Мне неприятно, что пришлось и об этом упомянуть во вступлении без особого порядка и логической связи, но что сделано, то сделано. И кто же требует логической последовательности в наш практический век, когда идеал молодежи — безделье, хороший аппетит, большое жалование и благополучная жизнь со всеми удобствами. Я уже не говорю о наших уважаемых барынях или барышнях, будущих хозяйках и матерях. Они великолепно готовятся к исполнению своих семейных обязанностей, читая «Уголовный вестник» и тому подобные вещи. Это их любимое чтение, вполне соответствующее нежному женскому вкусу. Они спокойно читают о том, что какой-то несчастный попал под поезд, ужасно искалечен — голова разбита, мозг выпал, разорван живот и видны внутренности, что некто спрятался в сундук, а потом убил новобрачных и т. д. и т. п.

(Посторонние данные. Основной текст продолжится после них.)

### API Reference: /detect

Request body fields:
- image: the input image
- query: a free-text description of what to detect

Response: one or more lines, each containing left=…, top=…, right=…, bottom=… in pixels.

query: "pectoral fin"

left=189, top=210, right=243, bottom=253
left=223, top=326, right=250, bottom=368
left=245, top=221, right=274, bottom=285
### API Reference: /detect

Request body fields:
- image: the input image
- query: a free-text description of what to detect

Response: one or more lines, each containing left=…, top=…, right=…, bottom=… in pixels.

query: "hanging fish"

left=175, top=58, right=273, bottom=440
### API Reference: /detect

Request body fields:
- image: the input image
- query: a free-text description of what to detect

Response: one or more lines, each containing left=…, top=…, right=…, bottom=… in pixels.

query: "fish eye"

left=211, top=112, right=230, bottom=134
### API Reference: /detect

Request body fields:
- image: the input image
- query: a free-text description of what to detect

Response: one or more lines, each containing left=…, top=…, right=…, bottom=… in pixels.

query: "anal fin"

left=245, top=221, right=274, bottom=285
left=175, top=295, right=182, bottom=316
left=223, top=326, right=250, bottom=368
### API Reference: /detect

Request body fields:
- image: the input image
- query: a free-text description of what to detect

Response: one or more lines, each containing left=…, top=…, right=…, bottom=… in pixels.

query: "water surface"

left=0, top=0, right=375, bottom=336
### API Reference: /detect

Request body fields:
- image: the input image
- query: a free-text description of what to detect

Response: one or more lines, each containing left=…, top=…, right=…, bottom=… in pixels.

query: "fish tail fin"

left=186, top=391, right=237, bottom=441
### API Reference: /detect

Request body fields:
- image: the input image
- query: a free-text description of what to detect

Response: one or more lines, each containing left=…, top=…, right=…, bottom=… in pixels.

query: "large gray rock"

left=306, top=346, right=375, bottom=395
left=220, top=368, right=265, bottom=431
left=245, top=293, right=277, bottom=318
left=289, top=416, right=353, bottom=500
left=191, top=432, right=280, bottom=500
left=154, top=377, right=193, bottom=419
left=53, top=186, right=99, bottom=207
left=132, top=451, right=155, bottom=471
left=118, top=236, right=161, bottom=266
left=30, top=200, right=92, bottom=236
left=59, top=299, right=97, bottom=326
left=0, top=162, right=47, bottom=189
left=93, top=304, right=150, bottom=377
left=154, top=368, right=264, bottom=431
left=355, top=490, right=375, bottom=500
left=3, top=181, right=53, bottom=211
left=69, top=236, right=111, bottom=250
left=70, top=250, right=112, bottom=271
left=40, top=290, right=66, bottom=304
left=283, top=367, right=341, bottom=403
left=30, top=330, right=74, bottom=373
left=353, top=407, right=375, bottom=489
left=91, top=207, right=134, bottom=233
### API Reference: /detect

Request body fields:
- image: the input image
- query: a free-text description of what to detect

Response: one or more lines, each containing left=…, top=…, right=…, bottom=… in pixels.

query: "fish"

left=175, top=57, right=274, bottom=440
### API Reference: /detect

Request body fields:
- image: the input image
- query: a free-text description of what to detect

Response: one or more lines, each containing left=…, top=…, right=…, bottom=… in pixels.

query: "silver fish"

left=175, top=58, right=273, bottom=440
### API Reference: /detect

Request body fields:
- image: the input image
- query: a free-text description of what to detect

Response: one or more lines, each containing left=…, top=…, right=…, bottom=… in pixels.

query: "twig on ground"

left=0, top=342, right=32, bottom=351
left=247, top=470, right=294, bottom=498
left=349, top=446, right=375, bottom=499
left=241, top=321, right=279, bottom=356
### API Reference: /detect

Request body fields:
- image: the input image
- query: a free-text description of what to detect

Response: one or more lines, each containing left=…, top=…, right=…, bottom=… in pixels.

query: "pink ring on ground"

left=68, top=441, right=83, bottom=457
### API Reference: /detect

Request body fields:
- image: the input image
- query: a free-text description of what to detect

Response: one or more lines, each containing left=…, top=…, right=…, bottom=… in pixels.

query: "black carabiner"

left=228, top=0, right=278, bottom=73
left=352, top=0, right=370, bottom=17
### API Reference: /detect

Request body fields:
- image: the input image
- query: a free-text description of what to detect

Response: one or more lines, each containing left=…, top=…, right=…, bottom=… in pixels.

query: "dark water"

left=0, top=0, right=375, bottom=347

Ну, для вступления достаточно того, что уже сказано, ибо, согласно какому-то правилу, в нем полагается упомянуть обо всем, что будет изложено в дальнейшем исследовании.
(Далее)
[1] Вильгельм Макс Вундт (1832–1920), немецкий психолог и философ-идеалист, один из основателей экспериментальной психологии. Иоганн Генрих Песталоцци (1746–1827) – известный швейцарский педагог.
[2] Илларион Руварац (1832–1905) – сербский историк.
[3] Лукиан Мушицкий (1777–1837) – сербский поэт классицист.
[4] Веды – древнейшие памятники древнеиндийской литературы.
[5] Бранко Радичевич (1824–1853) – выдающийся сербский поэт, прогресивный романтик эпохи сербского национального возрождения.